We’ve had a number of issues accessing encrypted emails which have been sent to us by councils. Whilst we appreciate that your information security policy may dictate how you send information to us, if there is any discretion please only send encrypted emails when it’s absolutely necessary.”
Someone mentioned the gist of it to me, but I made an FOI request to the LGO to be certain that they really were sending out such a daft message. The LGO’s Information and Records Manager rather sweetly explained in their response to me that “our intention in sending this request was discourage councils encrypting emails that contain no sensitive personal or confidential data. Of course, if councils are sending sensitive personal data we would expect them to encrypt it – as we would do ourselves“. This is a useful piece of context for someone asking for the information under the auspices of FOI. However, this isn’t what they said to the numerous council link officers who received the email, and who were expected to act upon its contents. It’s almost the opposite.
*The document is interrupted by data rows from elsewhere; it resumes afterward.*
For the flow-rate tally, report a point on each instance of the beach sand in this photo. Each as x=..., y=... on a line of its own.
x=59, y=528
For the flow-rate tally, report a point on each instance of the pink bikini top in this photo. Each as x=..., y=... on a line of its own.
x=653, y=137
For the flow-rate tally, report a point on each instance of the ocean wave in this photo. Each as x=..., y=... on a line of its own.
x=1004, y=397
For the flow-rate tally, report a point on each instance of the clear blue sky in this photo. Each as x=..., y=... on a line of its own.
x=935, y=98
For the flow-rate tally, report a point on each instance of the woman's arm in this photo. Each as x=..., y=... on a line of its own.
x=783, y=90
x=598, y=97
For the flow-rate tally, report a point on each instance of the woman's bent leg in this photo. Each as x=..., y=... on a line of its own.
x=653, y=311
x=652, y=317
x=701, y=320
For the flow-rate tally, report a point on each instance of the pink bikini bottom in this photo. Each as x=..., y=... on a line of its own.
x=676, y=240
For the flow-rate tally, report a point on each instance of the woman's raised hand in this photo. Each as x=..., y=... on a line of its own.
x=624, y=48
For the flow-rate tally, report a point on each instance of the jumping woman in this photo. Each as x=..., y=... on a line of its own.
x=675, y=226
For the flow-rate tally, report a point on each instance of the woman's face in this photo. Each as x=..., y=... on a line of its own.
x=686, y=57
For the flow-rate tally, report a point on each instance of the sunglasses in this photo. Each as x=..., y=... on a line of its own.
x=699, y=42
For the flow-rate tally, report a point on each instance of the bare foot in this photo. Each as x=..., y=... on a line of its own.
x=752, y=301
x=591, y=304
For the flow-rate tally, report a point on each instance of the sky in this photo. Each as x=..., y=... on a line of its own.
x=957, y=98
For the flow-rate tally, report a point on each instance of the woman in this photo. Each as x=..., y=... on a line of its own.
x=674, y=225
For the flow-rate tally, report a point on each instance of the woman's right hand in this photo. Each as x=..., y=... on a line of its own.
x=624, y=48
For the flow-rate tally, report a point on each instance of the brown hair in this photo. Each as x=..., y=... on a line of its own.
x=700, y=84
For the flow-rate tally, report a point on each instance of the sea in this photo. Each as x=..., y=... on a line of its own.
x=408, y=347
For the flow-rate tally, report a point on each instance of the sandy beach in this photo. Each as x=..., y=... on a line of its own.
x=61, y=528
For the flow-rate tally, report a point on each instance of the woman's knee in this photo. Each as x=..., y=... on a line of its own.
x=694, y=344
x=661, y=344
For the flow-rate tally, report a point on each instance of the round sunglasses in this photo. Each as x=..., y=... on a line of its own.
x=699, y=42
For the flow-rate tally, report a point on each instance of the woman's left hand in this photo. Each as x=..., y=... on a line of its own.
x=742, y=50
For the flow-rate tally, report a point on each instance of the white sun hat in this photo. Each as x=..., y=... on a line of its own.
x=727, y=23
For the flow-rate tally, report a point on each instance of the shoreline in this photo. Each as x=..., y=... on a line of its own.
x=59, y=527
Encrypting devices within an organisation is an easier proposition, as all the devices and connecting software are already part of the same system. The problem with encrypting email is undoubtedly that it involves different systems and protocols butting heads in the attempt to make a connection. The LGO pointed out to me that their case management system contains its own email system which can make receipt of an encrypted email difficult. But this is the LGO’s problem and nobody else’s. Councils have no choice about whether to supply data – one of the ‘key facts’ about the LGO on their website is that “We have the same powers as the High Court to obtain information and documents“. Given the ICO’s historic fondness for fining the sector for data security lapses, if councils opt for encryption by default, they should be applauded, especially by the organisation set up to investigate their conduct.
This will inevitably pose problems for the LGO internally, but the solution to this is not to encourage councils to reverse sensible changes in behaviour that another regulator has been pushing them into. They are a regulator whose job it is to deal with a diverse and multilayered sector with widely disparate cultures and practices, and they have to be capable of swallowing the inconvenient implications of it this. However difficult it might be to cope with, especially without the clarification provided to me in my FOI response (and as far as I know, to no-one else), the LGO’s current advice is damaging and unsafe. Councils should ignore it, and the LGO should withdraw it.